Frimet Goldberger and her mother at her wedding // Courtesy of Frimet Goldberger
When I close my eyes and try to picture my childhood, I see my mamme steering a 12-quart boiling pot of peaches compote. The peaches arrived in a box, all eight pounds of them old and already rotting, costing a grand total of 5 dollars. The grocery down the hill from Satmar Drive, the street we lived on, would reserve these for my mother and another select few women who intimately understood the value of frugality. She sat on the grey and pink vinyl kitchen chair and meticulously cut away the rotten parts, sliced the juicy yellow peaches in half and threw them into the biggest Farberware pot we owned.
The woman I call mamme is the family’s everything. She is the woman who carried 12 children and birthed them without a fuss. Mammy is the woman who insisted, much to her daughters’ chagrin, to buy last year’s shoes, never caving to the societal pressure us girls imposed on her. Hers are the hands that held me when the plastic surgeon stitched me up, twice; the hands that walked me to my chuppah, shaved my head the morning after, and carried my son to his bris fifteen months later.
My mamme is the woman who always boasts a freezer-full of babkes and rugelach my friends and I would often steal when we played in the basement. She is the woman who sits at the sewing machine late at night, weaving her steel wool-like fingers, rough from years of cooking and housework, through the needle and the hem to mend her daughters’ skirts and her grandsons’ pants. She is the woman who used to spend every Thursday scrubbing floors and dusting furniture because she could not afford to hire a cleaning lady. She is the woman who makes the crispiest challah and the meanest apple strudel with homemade levelesh teig, or flaky dough, and distributes them to her married children.

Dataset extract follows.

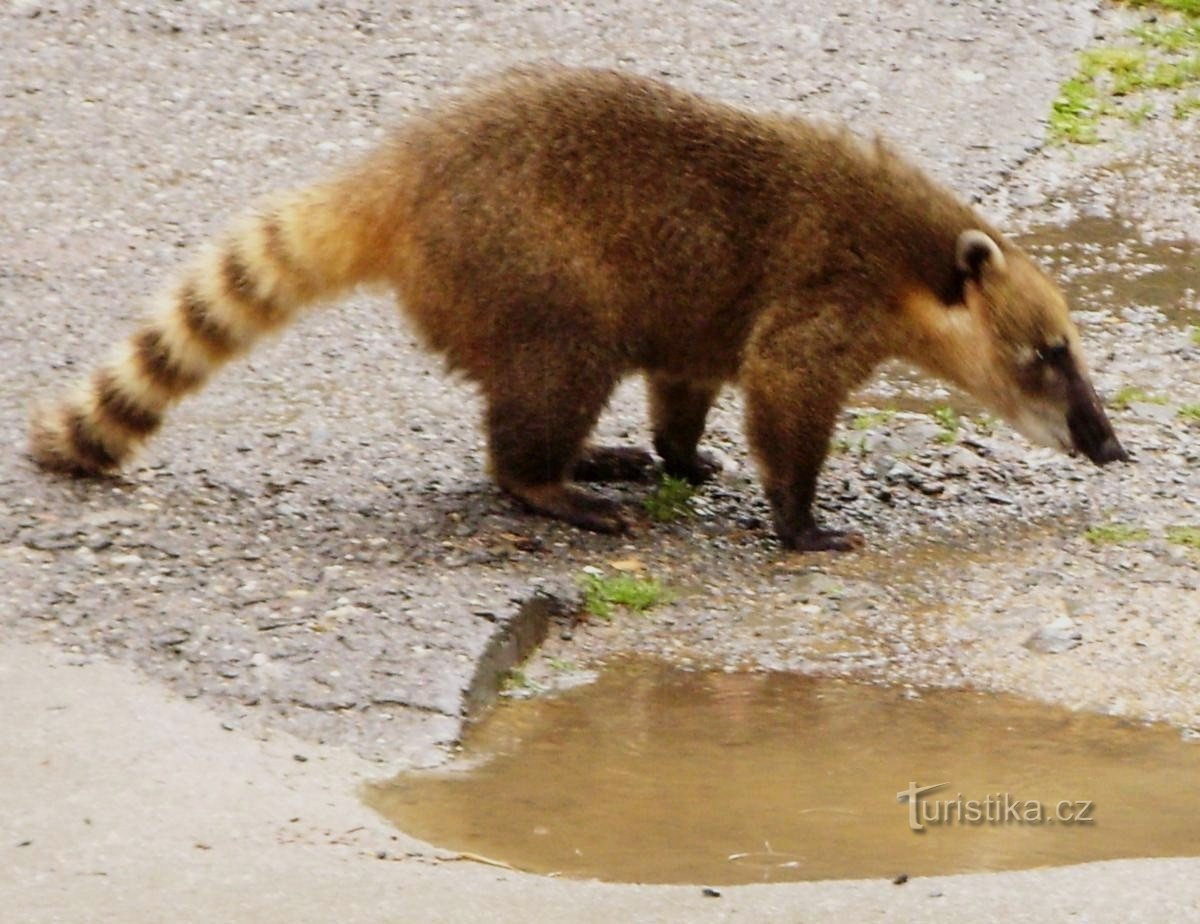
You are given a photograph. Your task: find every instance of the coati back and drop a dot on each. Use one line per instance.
(562, 228)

My mother is someone I would always go the extra mile to please. Nothing gave me greater pleasure as a young girl than hearing her repeat verbatim what my teachers reported at PTA. Knowing she was proud of me — her daughter — even if she never verbalized the sentiment, meant the world to me.
Mamme is the epitome of stoicism. She has not had an easy life, by any stretch, yet she is one of the strongest women I know.

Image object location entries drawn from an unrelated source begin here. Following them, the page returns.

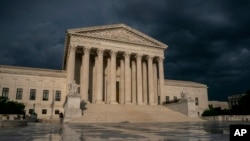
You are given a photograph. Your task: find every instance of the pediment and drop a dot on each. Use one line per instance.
(120, 32)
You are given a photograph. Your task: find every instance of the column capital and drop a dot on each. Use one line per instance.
(138, 55)
(113, 52)
(160, 59)
(127, 54)
(100, 51)
(149, 57)
(72, 46)
(86, 49)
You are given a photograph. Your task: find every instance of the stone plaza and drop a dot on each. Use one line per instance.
(185, 131)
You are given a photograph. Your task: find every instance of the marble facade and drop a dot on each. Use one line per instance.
(112, 64)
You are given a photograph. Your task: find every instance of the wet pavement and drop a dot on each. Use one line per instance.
(187, 131)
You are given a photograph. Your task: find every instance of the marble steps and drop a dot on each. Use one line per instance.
(129, 113)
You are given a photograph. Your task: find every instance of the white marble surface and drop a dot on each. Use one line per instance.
(187, 131)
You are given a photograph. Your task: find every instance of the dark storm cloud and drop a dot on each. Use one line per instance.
(208, 40)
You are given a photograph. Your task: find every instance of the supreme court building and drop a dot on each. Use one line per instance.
(111, 64)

When my husband and I moved out of Kiryas Joel five years ago, well-meaning family and friends felt sorry for my mother. They commiserated over our perceived religious decline, and threw around oy veys and “nebech (pity), who knows what they will become.” As my mother, and the sole beneficiary of the nachas I was meant to give her but ultimately failed, she is the center of the town’s pity party.
“I feel terrible for her,” a well-meaning cousin told a mutual friend. “She cries every week at candle-lighting for her” — me.

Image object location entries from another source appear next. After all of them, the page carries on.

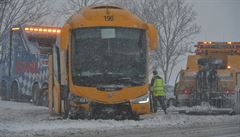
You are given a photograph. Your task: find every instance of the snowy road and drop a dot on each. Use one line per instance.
(22, 119)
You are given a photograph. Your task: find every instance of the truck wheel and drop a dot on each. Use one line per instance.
(15, 91)
(35, 94)
(3, 90)
(171, 102)
(43, 96)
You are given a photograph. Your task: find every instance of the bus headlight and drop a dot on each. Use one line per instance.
(141, 100)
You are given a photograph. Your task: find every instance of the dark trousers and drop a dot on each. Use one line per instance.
(161, 100)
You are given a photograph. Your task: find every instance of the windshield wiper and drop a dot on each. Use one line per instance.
(126, 80)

I suppose this is an over-exaggeration of what he, my cousin, envisions my mother does at candle lighting. Yet it stings. I never wished to hurt my mother with my life choices. I believe that choosing to live a respectable, self-determined life should not be a source of shame or pain for my mother.
But it is, and I am keenly aware of that. I left the community I was born and bred into and rejected the religious stringency she wholeheartedly believes in. It must be difficult for her to make sense of why I did what I did, and why I chose to abandon her ways.
My fellow expats from Hasidism sometimes lament their parents’ and families’ treatment of them. I did too. It’s only recently, as my own children are growing up, that I have come to empathize with my mother’s wish to see all her children and grandchildren continue walking the path she and her parents paved. I understand her distress and disappointment — in my lifestyle and in me.
We have come a long way — my mother and I. Our relationship was never particularly strained, probably owing to the fact that openness, or expressing our innermost feelings to one another, is not one of our virtues.
We both struggle to be respectful to each other: I try to dress as modestly as possible when I visit; she, in turn, ceased to admonish me for wearing a too-tight shirt or nail polish.
If I close my eyes and try to picture what my mother thinks of me, I see understanding. I see a woman who dismisses the rumors flying around the mill and understands her daughter’s autonomy to forge her own path in life. I see a Hasidic woman, who, despite having been let down, appreciates that her grandchildren — both of whom she simply adores — are being raised as observant Jews.
I may seem wistfully optimistic about my mother’s feelings, but I can sense — by the way she asks me to come visit and is open to participating in her grandchildren’s Hanukkah performances and other school functions — that her embarrassment has been replaced by acceptance.
I may not know how to personally and adequately express my love, appreciation and admiration for this stoic woman — sentiments that were not freely thrown around growing up — yet I am going to pick up the phone, to wish her a “Happy Mother’s Day,” and to tell her all that.